Reasons for chafe or blisters:

-your clothing is rubbing against your skin

-your skin is rubbing against your skin

-your shoe is rubbing against some part of your foot

Chafing doesn’t just have to do with being a heavier runner or a slower runner, it has to do with the fact that our skin is moist and there is friction happening against that wet skin. It’s as simple as that but not always something we can fix just by sizing up in shorts or buying a moisture-wicking sports bra. I have had chafe since I started running at age 10. Mostly it was because I wore cotton (the only option at the time) or soccer shorts when I ran cross-country, but it’s also because I wear a sports bra and it has to, by definition, be fitted enough to reduce movement. Hence the chafe. I also do not look like Paula Radcliffe.

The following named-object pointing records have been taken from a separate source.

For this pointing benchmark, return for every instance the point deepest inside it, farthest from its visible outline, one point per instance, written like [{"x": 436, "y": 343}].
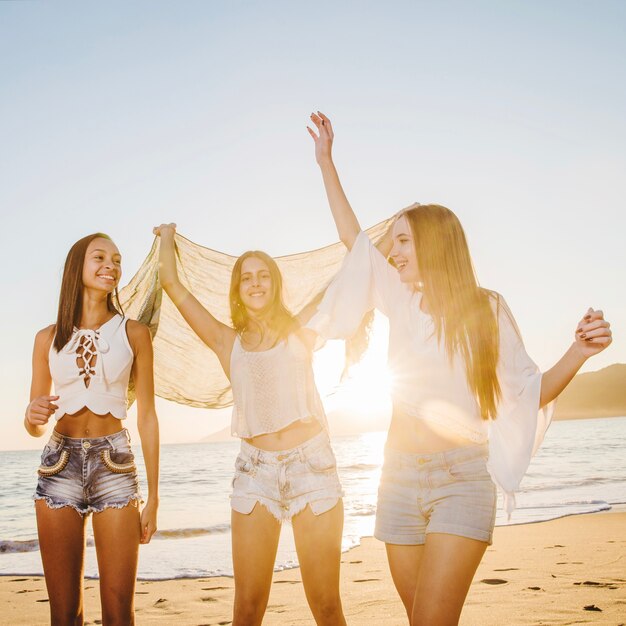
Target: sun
[{"x": 365, "y": 392}]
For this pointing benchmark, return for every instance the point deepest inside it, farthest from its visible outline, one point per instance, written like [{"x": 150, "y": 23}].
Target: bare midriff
[
  {"x": 289, "y": 437},
  {"x": 84, "y": 423},
  {"x": 408, "y": 433}
]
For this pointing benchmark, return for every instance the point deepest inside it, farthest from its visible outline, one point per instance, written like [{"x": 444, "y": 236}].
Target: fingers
[
  {"x": 41, "y": 408},
  {"x": 158, "y": 230},
  {"x": 591, "y": 315},
  {"x": 594, "y": 329},
  {"x": 315, "y": 137},
  {"x": 323, "y": 124},
  {"x": 326, "y": 123},
  {"x": 147, "y": 531}
]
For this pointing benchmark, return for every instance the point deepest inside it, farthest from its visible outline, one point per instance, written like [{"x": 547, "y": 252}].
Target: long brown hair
[
  {"x": 277, "y": 316},
  {"x": 461, "y": 310},
  {"x": 71, "y": 297}
]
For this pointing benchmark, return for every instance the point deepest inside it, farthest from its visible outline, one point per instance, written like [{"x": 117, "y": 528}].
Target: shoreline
[{"x": 552, "y": 570}]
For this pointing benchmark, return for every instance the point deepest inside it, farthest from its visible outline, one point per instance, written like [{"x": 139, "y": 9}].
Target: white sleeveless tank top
[
  {"x": 273, "y": 388},
  {"x": 93, "y": 369}
]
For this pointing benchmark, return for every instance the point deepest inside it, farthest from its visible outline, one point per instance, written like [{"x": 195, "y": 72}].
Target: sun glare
[{"x": 364, "y": 395}]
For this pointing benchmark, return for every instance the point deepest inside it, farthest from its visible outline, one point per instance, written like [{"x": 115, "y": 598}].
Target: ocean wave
[
  {"x": 31, "y": 545},
  {"x": 186, "y": 533},
  {"x": 12, "y": 546},
  {"x": 564, "y": 483}
]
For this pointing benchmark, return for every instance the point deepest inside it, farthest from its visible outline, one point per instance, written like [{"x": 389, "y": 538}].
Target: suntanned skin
[
  {"x": 433, "y": 580},
  {"x": 117, "y": 532},
  {"x": 255, "y": 536}
]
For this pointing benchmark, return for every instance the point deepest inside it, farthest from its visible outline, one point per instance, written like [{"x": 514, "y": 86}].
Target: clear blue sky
[{"x": 116, "y": 116}]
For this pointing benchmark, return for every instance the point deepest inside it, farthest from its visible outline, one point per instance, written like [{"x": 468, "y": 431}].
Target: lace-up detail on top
[{"x": 93, "y": 369}]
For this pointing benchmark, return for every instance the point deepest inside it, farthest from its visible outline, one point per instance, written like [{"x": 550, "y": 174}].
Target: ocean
[{"x": 580, "y": 468}]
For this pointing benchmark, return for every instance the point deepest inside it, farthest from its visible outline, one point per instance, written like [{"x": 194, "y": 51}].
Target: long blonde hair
[
  {"x": 277, "y": 317},
  {"x": 460, "y": 308}
]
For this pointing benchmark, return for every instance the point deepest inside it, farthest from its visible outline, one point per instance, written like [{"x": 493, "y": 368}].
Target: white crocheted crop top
[
  {"x": 273, "y": 388},
  {"x": 93, "y": 369}
]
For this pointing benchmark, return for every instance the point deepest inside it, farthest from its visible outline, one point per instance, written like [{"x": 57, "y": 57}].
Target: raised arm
[
  {"x": 593, "y": 335},
  {"x": 348, "y": 226},
  {"x": 219, "y": 337}
]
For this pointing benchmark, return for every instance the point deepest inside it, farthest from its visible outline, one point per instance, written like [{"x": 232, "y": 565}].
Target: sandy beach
[{"x": 566, "y": 571}]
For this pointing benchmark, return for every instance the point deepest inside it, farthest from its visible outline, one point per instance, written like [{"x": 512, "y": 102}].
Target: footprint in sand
[
  {"x": 593, "y": 583},
  {"x": 494, "y": 581}
]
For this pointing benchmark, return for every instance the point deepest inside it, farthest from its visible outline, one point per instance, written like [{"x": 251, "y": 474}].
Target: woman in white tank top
[
  {"x": 469, "y": 406},
  {"x": 87, "y": 465},
  {"x": 286, "y": 469}
]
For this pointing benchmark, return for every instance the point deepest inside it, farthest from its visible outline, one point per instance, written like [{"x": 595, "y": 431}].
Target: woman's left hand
[
  {"x": 148, "y": 521},
  {"x": 323, "y": 141},
  {"x": 593, "y": 333}
]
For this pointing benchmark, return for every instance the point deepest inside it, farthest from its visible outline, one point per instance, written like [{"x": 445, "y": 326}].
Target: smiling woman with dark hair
[{"x": 87, "y": 466}]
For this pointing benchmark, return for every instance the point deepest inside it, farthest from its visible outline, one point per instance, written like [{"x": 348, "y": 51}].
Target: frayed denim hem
[
  {"x": 285, "y": 515},
  {"x": 90, "y": 509}
]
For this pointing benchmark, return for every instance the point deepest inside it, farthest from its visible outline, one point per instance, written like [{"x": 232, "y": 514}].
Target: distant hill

Paula is tiny and floats on the air. She probably does not chafe. (photo courtesy of

But chafing does not only happen for women, heavier runners, slower runners or in the summer months, it is a HUGE problem for male distance runners. Nipple chafe. Ouch. You guys get it bad because it sort of sneaks up on you. Any male marathoners out there know what I’m talking about and many of you spectators have probably seen the men with the blood-stained t-shirts at races. It’s not pretty.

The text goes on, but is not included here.